In a world already weighed down by too much debt, new troubles are bubbling up. The Ebola virus, terrorist attacks and war are undermining many countries, which means “downside risks have increased” for the global economy.
That gloomy assessment was released Tuesday by the International Monetary Fund. Its forecast for this year’s average global growth slid to 3.3 percent, down 0.4 percentage point from April.
Stock investors, reacting to various reports about slowing global growth, sold shares. By the market’s close, the Dow Jones industrial average had tumbled 272.58 points, or 1.6 percent, to 16719.33.
One man who is feeling particularly pessimistic is Moses Kpughur Tule, director of the Monetary Policy Department at Nigeria’s central bank. He came with a heavy heart to the IMF/World Bank’s annual fall meetings, being held this week in Washington.
Kpughur Tule said that as this year was beginning, he’d had high hopes for West Africa. He saw that in 2013, the nearby countries of Sierra Leone and Liberia had ranked second and sixth among the top 10 countries with the highest GDP growth in the world.
He was especially encouraged to see Sierra Leone’s boom in bauxite mining. That growth meant the country, which had been ripped apart by civil war, would be able to rebuild roads and start trading more with Nigeria.
But then this summer, the Ebola virus began killing thousands in West Africa, and suddenly the region’s economic picture changed.
“Ebola is definitely having a broad impact,” Kpughur Tule said.
The disease has disrupted mining operations and air travel. Curfews have made it difficult for people to get to work in Sierra Leone and Liberia, he said. For business owners, such troubles mean “you can’t restock when you run out of inventory,” he said. “You can’t export or import – so it’s having a big impact on the whole region.”
At this point, the IMF and World Bank are still projecting most African economies will expand at a moderate pace. But for the continent, there are growing “downside risks that require enhanced preparedness” by governments. Such preparations could mean taking on more government debt and having less revenue for building infrastructure, Kpughur Tule noted.
But Africa is far from being the only place with worries. In the Middle East, growth will be only “modest” because the region is being dragged down by “a civil war in Syria, the Islamic State’s (ISIS) control of large swathes of Syria and Iraq, a devastating war in Gaza, ongoing insurgencies in Libya and Yemen; largely unfinished transitions in Egypt and Tunisia, and uncertainty about world oil prices,” according to a World Bank assessment.
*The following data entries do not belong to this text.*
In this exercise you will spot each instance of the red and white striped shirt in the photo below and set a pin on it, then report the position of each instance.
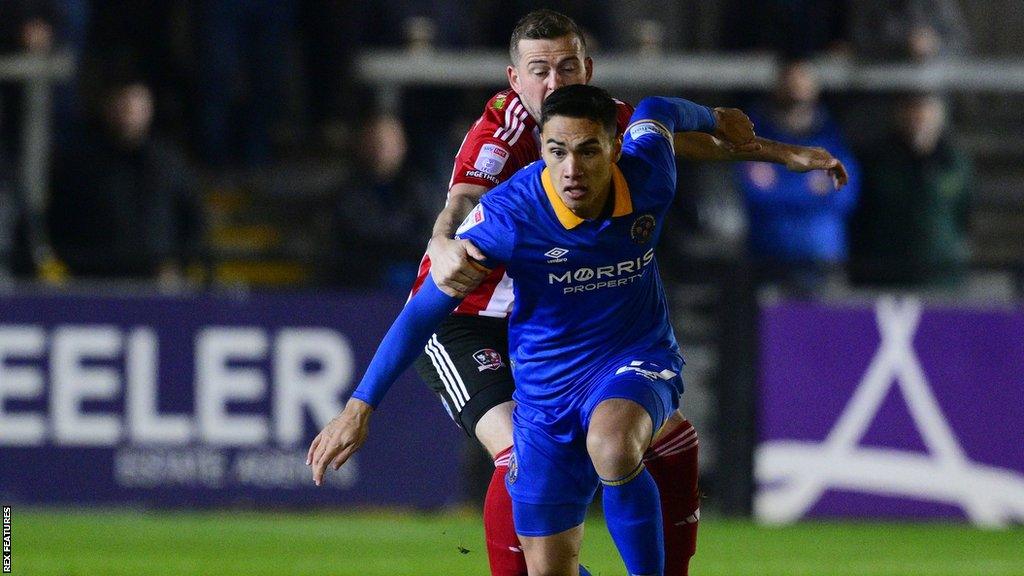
(505, 138)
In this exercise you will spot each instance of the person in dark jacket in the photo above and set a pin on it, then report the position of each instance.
(910, 228)
(797, 221)
(124, 202)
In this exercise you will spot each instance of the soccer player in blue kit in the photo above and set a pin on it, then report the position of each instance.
(595, 360)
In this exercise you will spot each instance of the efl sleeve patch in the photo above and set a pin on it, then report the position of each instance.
(492, 159)
(473, 218)
(648, 127)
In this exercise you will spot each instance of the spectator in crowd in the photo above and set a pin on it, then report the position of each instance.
(243, 56)
(797, 221)
(384, 211)
(124, 202)
(785, 26)
(909, 230)
(899, 30)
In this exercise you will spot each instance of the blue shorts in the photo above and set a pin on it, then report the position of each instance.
(551, 478)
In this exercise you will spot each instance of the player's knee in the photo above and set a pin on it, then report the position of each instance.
(613, 452)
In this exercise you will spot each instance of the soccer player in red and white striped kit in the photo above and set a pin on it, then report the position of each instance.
(466, 361)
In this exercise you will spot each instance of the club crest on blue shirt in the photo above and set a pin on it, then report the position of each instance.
(642, 229)
(487, 359)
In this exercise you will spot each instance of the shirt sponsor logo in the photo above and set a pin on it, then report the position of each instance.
(473, 218)
(556, 255)
(487, 359)
(612, 276)
(492, 159)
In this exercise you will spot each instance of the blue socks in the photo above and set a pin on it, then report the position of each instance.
(633, 511)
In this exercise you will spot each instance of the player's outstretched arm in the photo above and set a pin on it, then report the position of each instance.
(699, 147)
(403, 341)
(735, 130)
(452, 264)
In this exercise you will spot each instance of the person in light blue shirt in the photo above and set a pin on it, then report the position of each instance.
(797, 222)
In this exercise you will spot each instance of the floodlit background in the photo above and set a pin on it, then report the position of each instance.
(210, 211)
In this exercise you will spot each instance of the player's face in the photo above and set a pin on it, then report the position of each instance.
(579, 154)
(545, 66)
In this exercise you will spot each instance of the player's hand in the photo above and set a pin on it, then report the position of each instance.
(805, 159)
(453, 265)
(735, 130)
(339, 439)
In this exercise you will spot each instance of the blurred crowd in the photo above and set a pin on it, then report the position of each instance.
(169, 97)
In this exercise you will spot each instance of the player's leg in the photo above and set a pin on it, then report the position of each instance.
(672, 460)
(504, 549)
(621, 417)
(466, 364)
(619, 434)
(557, 554)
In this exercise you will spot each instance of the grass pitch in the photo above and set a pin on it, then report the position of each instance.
(116, 543)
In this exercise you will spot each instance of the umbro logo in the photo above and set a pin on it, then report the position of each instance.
(556, 255)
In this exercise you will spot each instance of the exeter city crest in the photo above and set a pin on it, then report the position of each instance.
(487, 359)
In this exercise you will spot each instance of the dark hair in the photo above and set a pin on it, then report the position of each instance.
(581, 100)
(543, 25)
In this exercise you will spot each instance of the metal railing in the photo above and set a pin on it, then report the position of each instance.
(393, 69)
(39, 74)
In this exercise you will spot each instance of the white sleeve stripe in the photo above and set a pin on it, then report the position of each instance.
(442, 371)
(457, 382)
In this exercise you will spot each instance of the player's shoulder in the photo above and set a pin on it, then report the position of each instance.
(505, 117)
(624, 113)
(518, 193)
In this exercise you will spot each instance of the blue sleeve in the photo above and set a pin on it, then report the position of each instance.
(489, 229)
(404, 340)
(676, 115)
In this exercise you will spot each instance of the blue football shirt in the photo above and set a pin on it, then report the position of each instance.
(588, 294)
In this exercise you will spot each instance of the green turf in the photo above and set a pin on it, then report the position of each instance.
(64, 543)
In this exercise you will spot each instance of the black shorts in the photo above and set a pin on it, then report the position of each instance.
(466, 363)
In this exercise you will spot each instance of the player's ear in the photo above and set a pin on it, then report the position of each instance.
(513, 78)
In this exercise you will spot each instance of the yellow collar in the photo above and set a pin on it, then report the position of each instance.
(624, 202)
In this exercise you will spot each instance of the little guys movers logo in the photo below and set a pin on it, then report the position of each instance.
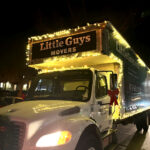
(66, 45)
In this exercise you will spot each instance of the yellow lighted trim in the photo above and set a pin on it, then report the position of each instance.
(116, 109)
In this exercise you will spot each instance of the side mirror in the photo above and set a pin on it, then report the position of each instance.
(113, 81)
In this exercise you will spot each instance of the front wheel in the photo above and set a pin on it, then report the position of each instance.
(89, 142)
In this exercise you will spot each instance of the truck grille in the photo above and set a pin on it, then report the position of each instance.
(11, 135)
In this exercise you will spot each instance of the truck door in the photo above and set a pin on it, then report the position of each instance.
(102, 112)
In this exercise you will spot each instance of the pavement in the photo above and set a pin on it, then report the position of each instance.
(129, 139)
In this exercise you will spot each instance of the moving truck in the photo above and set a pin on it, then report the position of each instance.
(89, 81)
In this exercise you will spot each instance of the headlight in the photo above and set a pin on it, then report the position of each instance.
(54, 139)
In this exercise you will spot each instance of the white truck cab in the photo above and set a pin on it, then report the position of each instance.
(89, 80)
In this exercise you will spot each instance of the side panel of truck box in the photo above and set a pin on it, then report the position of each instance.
(134, 75)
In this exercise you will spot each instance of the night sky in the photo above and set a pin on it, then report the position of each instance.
(22, 20)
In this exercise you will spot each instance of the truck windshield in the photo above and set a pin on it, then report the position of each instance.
(64, 85)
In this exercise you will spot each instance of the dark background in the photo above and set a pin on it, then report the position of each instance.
(21, 20)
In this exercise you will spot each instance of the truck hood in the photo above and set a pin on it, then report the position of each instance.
(34, 110)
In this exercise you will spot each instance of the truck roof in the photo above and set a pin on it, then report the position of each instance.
(83, 46)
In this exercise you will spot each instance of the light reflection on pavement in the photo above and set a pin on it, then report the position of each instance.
(129, 139)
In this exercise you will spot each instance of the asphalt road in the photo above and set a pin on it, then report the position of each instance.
(129, 139)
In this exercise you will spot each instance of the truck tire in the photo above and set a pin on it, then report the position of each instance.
(89, 142)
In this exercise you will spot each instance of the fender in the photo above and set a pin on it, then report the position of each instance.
(76, 124)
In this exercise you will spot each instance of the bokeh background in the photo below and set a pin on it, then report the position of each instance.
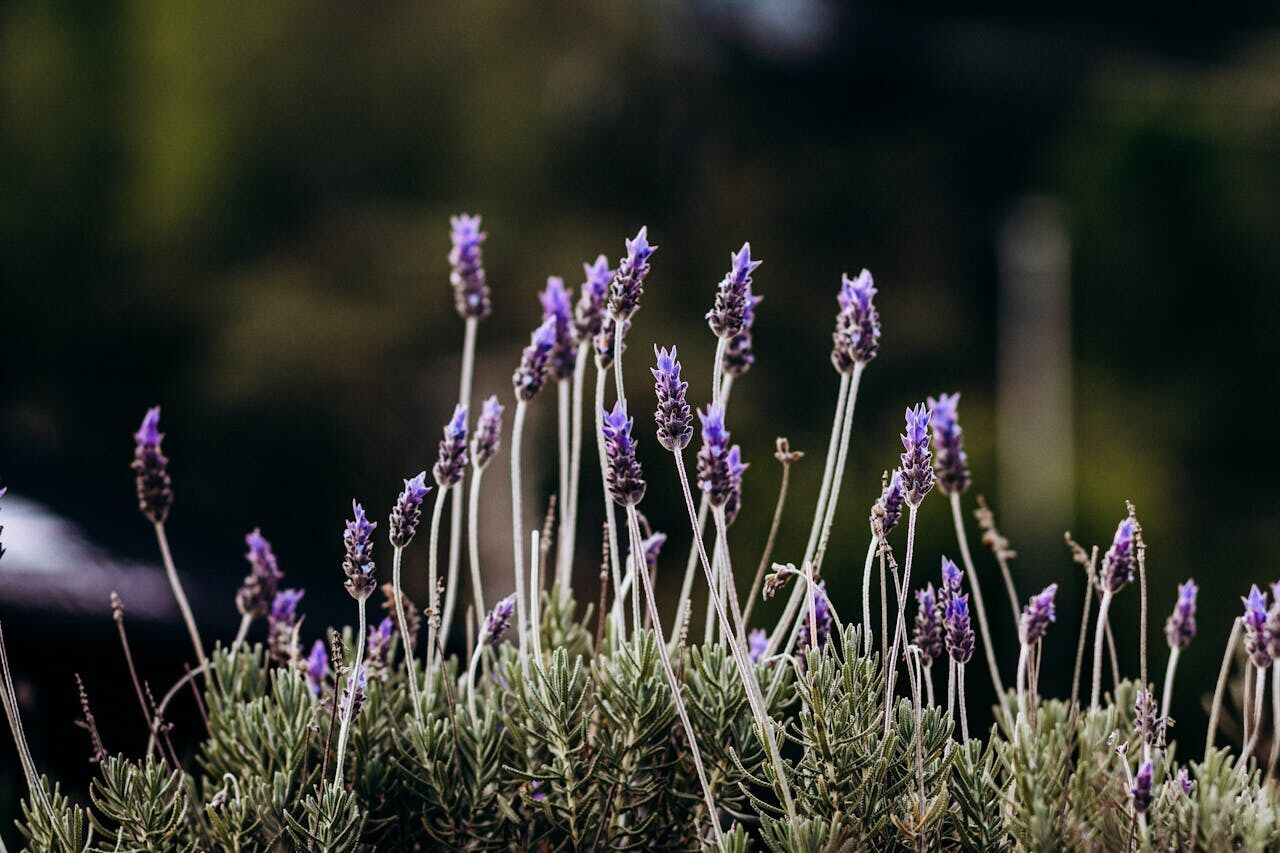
(240, 210)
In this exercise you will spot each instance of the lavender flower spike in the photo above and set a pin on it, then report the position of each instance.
(452, 460)
(950, 461)
(488, 437)
(1180, 625)
(558, 306)
(589, 311)
(470, 292)
(627, 284)
(917, 471)
(535, 361)
(928, 625)
(856, 336)
(151, 469)
(407, 511)
(1255, 628)
(1037, 615)
(626, 483)
(673, 418)
(357, 564)
(727, 316)
(257, 589)
(1119, 561)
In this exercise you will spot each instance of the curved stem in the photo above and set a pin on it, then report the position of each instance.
(402, 623)
(179, 596)
(348, 708)
(979, 607)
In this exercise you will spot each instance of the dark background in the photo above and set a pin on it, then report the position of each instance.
(240, 211)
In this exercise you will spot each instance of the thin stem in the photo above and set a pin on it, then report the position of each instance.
(517, 530)
(1220, 689)
(963, 539)
(348, 708)
(901, 609)
(677, 698)
(402, 623)
(179, 596)
(1104, 606)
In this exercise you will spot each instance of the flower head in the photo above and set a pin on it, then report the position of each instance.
(673, 416)
(264, 575)
(488, 436)
(1038, 615)
(451, 464)
(470, 292)
(1180, 625)
(558, 306)
(589, 311)
(627, 283)
(535, 361)
(950, 461)
(1118, 564)
(856, 336)
(917, 471)
(959, 632)
(626, 483)
(357, 541)
(726, 316)
(928, 625)
(408, 510)
(151, 469)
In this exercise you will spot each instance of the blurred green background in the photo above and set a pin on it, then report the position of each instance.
(240, 210)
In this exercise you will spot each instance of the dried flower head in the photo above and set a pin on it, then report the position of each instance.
(470, 292)
(726, 316)
(1180, 625)
(151, 469)
(917, 471)
(625, 478)
(451, 463)
(627, 284)
(950, 461)
(673, 416)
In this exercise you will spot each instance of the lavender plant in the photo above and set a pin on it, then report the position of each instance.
(594, 726)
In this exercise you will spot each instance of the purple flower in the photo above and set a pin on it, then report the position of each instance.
(408, 510)
(151, 469)
(1180, 625)
(959, 632)
(470, 292)
(488, 437)
(856, 336)
(626, 483)
(535, 361)
(726, 316)
(950, 461)
(259, 587)
(558, 306)
(757, 643)
(928, 625)
(1142, 781)
(1256, 628)
(739, 352)
(318, 667)
(1119, 561)
(627, 283)
(917, 471)
(589, 313)
(1038, 614)
(498, 620)
(451, 464)
(673, 418)
(357, 564)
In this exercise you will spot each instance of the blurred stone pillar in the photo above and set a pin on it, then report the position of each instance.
(1033, 410)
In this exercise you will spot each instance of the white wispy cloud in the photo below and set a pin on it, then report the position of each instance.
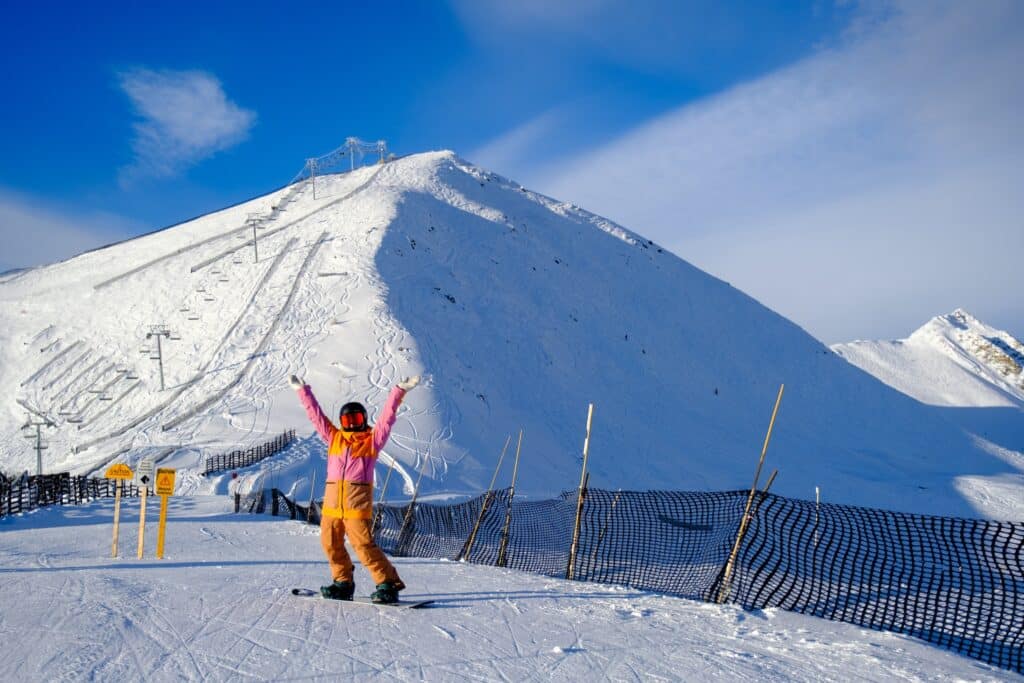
(511, 151)
(859, 191)
(34, 232)
(184, 117)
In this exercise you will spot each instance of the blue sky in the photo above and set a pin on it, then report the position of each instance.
(795, 150)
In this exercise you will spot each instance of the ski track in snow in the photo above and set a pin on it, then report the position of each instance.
(219, 608)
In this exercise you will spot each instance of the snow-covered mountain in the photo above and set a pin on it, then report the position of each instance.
(517, 308)
(953, 360)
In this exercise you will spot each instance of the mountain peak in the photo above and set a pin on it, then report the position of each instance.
(499, 297)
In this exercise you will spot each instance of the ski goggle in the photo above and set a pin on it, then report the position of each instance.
(353, 420)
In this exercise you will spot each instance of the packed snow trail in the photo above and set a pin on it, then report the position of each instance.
(218, 607)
Here’s a wrapup of IMF and World Bank assessments for other areas:
– In Europe, growth continues to disappoint. Economists see a gradual, but weak, recovery taking hold, but also say the risk of another recession is rising.
– In Russia, the conflict with Ukraine has brought on tough economic sanctions. Growth in 2015 will be only a miserable 0.5 percent.
– In China, growth is expected to decline slightly.
– In Latin America, the growth rate will decrease by half this year, to just 1.3 percent.
But if you happen to live in the United States, you should cheer up – your outlook is good.
The IMF says the U.S. economy is experiencing “robust employment growth.” Economists see 3 percent growth in the United States in 2015, and expect “strong” employment growth in the coming year.